Wynand is fascinated, at first. Completely and in spite of himself. Or rather, he does not fight against it, does not even analyze it. It is a complete, spontaneous emotion, so rare in him. He surrenders to it simply, naturally, and happily. He knows only that here is a man whom he really likes—which has never happened to Wynand before—a man to whom he likes to talk, simply, directly, sincerely. This after the first few taunts—and quite involuntary, unpremeditated. Then he realizes—with a little frightened start—that he actually respects the man. It is an entirely new feeling for Wynand; he enjoys it with an interested curiosity. So much for the beginning.
 
 
April 4, 1938
Then Wynand realizes the trap into which he has fallen—too late. He has one spurt of ferocious hatred against Roark, a last gesture of self-defense. Roark wins—which only makes Wynand like him more. (This may be the point where Wynand suddenly cancels the construction of his country home—for no apparent reason at all, only to take it up again shortly afterwards, knowing that nothing will make him cancel his house or lose Roark.) Perfunctorily, almost as a matter of conscientiousness, Wynand goes through a few “temptations” of Roark—such as offering him huge real estate projects if he surrenders his ideals. It does not work. Not at all. Roark does not even hesitate for a moment, makes no great show of heroism and sacrifice in refusing. He refuses simply and immediately, as a man who does not ever see two, but only one course open to him. He does not even give Wynand the satisfaction of being indignant. If anything, he is slightly amused. He sees through Wynand’s game—the first victim to do so. To the editor’s terror, Wynand—instead of being furious at his defeat—is openly delighted. Openly even to himself. Not to Roark, of course, but openly enough for the editor to see it and for Wynand himself to realize it fully, to admit it to himself. In any future, lesser attempts, Wynand is now anxious for Roark to defeat him. Roark does.
 
And the great Gail Wynand comes to a point where Roark becomes the most precious thing in his life. Above Dominique, though Wynand does not admit it. Roark becomes his revenge against society, against that mob whom Roark is defying and to whom Wynand has surrendered. Wynand, at this stage, does not yet admit this surrender to himself, but he knows it already subconsciously, hence all his vague anguish, his peculiar spiritual hysteria. The full, conscious knowledge of it will come later, when he is forced to betray Roark.

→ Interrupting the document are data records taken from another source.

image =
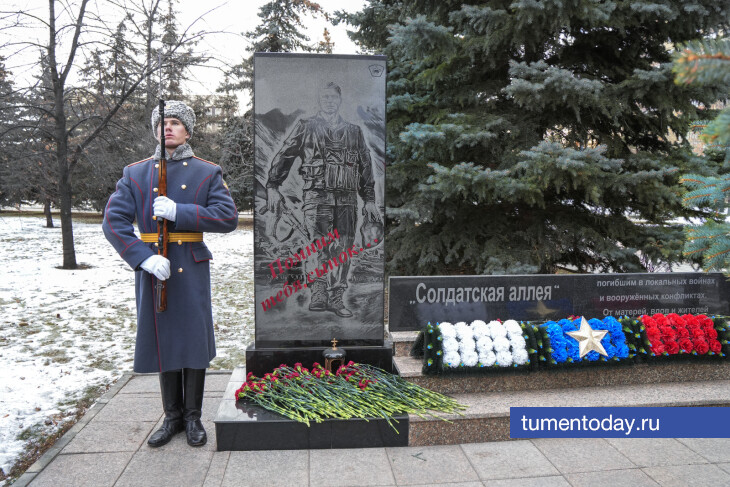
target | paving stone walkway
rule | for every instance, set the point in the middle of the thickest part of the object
(108, 448)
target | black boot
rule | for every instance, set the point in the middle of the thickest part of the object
(194, 381)
(172, 402)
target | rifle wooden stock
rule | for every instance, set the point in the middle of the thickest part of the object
(163, 236)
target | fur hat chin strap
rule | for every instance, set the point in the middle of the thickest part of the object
(174, 109)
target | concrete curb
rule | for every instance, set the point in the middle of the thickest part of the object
(53, 452)
(61, 443)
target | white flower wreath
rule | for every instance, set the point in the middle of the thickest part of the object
(483, 344)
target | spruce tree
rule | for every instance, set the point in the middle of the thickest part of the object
(533, 136)
(702, 63)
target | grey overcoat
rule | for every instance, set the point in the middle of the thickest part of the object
(182, 336)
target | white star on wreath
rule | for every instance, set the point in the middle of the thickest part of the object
(588, 338)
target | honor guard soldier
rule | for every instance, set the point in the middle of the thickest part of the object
(178, 342)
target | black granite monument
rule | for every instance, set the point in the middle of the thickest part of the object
(318, 239)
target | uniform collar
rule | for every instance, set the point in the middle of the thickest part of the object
(335, 123)
(181, 152)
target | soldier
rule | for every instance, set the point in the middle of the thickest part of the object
(335, 168)
(177, 343)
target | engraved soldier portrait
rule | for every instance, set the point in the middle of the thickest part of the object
(335, 168)
(319, 197)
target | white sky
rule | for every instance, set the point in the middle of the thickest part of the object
(228, 18)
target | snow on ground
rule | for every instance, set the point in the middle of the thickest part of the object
(64, 334)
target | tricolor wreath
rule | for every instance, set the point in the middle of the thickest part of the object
(487, 347)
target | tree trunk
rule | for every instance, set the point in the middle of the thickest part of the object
(64, 184)
(67, 232)
(47, 212)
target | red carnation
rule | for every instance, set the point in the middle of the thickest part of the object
(711, 333)
(698, 334)
(682, 333)
(668, 332)
(671, 347)
(648, 321)
(686, 345)
(675, 319)
(654, 334)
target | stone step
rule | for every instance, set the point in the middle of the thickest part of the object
(488, 413)
(561, 378)
(403, 341)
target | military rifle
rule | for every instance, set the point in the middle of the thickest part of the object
(162, 233)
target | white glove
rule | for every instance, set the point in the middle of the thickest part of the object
(157, 265)
(165, 208)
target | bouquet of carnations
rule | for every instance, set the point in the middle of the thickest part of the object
(354, 391)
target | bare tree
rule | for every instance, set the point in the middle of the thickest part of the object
(75, 116)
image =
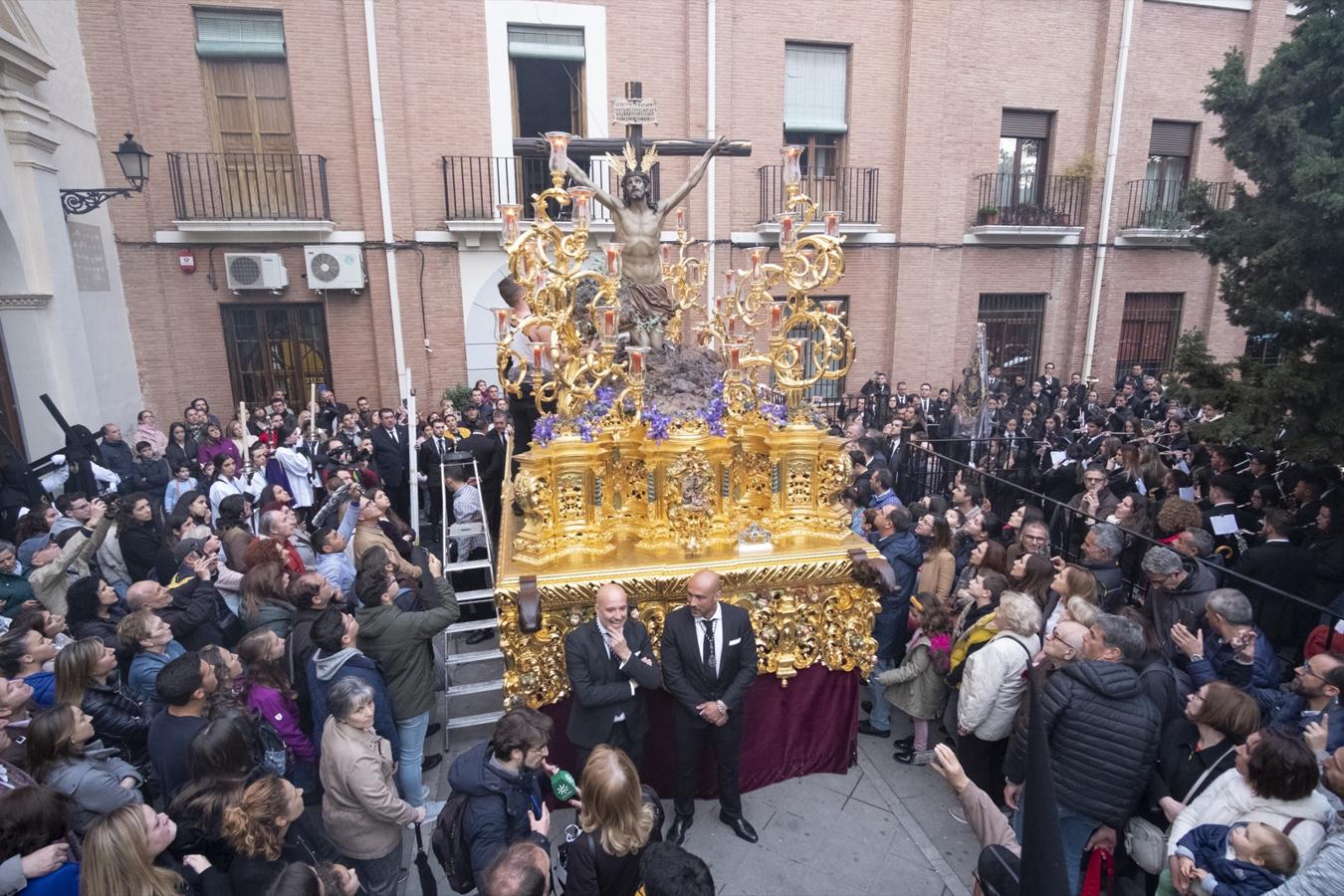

At the moment, Roark becomes an obsession to him. In the most spiritual sense only, without the slightest possibility of the merest hint of sexual perversion, Wynand is actually in love with Roark. There are no definite events, no concrete speeches in which this is displayed. It is there, nevertheless. It is an instance of Wynand’s masochism, of which he has quite a taint. The torture of loving a man whom in many other ways he hates appeals to him. He hates him for everything that Roark is and he, Wynand, isn’t. He hates him as a challenge to his whole life, as the embodiment of his conscience. He loves him for these very reasons. Unrealized, there is in Wynand’s mind a twisted feeling of atonement in his love for Roark—his worst enemy. He is punishing himself for what he has done—by bowing before what he should have done. The bowing hurts him. He enjoys it for that. By being hurt—at this late date—he thinks he is atoning for the many hurts he has avoided: he is suffering for an ideal—for the first and last time in his life. As a gesture to all the ideals he should have, but did not, suffer for.